We obviously have had other questions that have come up. Athletics, for example, have been a matter of concern on the part of some alumni, a concern that clearly was exacerbated by the December disclosure of the letter that Dean of Admissions Karl Furstenberg wrote in 2000 critical of football and other aspects of athletic culture.
I addressed these issues in some length in my west coast alumni club speeches in January and in the webcast that Josie Harper, Buddy Teevens, and Murry Bowden did a few weeks ago. These are available on the College web site and we can send copies to anyone who does not have access to them there. But quite simply I do believe that athletics have an important place at Dartmouth as part of the learning environment. I believe that competitive athletic activities are essential and I believe that Dartmouth football needs to reassert its role on the top of the Ivy League. This is our legacy and this is our intent. Josie, Buddy, and I personally"”and passionately"”share this commitment, as does Dean Furstenberg.
I am sure that there are other questions out there, and I will be happy to respond to any that you might have. But basically, there is a lot going right at Dartmouth today. Ask Booz Allen Hamilton. Ask S&P. Ask our students. I invite you to embrace more fully and enjoy more warmly this wonderful place. The College provides the very best undergraduate education to students available anywhere. This has always been our mission and it remains our mission. We have, as Booz Allen Hamilton suggested, endured and we will continue to endure.
I would argue that Dartmouth today is stronger than it has ever been. Our students, our faculty, our program are all things to be proud of. If we are to claim in another two centuries to be one of the world's enduring institutions we need to continue to adapt and evolve to the environment around us while remaining true to our core values. We need, quite simply, to continue to be Dartmouth.

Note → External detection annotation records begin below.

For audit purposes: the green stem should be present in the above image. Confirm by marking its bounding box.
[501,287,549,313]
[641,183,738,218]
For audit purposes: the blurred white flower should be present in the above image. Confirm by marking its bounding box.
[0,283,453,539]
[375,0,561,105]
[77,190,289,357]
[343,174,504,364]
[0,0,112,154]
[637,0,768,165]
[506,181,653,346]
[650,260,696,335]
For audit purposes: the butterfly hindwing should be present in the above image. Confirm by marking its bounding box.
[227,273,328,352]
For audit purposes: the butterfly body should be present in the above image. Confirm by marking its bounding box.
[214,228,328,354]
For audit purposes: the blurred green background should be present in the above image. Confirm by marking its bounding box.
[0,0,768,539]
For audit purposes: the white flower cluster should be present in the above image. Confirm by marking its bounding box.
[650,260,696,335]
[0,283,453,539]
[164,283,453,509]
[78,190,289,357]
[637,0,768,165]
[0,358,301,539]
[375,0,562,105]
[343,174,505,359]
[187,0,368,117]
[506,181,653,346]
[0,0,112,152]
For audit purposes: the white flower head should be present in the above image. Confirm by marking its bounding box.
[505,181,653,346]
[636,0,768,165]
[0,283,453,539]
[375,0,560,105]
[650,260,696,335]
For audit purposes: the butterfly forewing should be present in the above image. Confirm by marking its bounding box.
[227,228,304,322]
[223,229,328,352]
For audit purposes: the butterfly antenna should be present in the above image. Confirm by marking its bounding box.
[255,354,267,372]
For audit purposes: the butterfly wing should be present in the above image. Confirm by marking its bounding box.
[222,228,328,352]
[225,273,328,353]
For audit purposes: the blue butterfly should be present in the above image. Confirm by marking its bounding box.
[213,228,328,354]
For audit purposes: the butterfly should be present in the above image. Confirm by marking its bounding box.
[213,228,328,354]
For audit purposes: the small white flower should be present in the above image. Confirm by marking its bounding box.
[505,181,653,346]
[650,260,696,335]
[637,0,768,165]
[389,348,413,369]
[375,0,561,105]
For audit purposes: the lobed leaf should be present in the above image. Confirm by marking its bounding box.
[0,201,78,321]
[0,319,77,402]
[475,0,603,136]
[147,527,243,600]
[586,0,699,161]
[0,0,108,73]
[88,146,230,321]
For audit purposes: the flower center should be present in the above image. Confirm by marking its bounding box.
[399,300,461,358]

The Campaign for the Dartmouth Experience that we have recently initiated seeks an audacious goal of $1.3 billion. We can do no less than set for ourselves audacious goals. Success in this campaign will permit us to continue to be who we are. It will allow us to protect need-blind admissions and to keep Dartmouth accessible. It will allow us to hire more faculty to address enrollment pressures and engage emerging fields, and to provide them with the support they need. It will allow us to build new facilities for our students including residence and dining halls, a new arts center, and a life sciences building. It will allow us to construct a new soccer facility and to further improve our support for athletics.
In short, the Campaign for the Dartmouth Experience will ensure that today's and tomorrow's student will continue to have the sort of experience that generations of Dartmouth graduates have had. That is the legacy you have received and the responsibility you have assumed. We can do no less.
Each and every gift, no matter its size, is tangibly and symbolically significant for it affirms that this generation understands that we will protect the quality and extend the privilege of a Dartmouth education to those generations who follow. Dartmouth would not now be Dartmouth if our predecessors had not taken on this responsibility; our challenge and our heritage is clear.
Dartmouth will continue to admit and to educate men and women for a lifetime of leadership and responsibility. Your commitment makes that possible. It is time for us to share a pride in our common legacy and a joy in our shared responsibility. This is Dartmouth. The Hill Winds Call.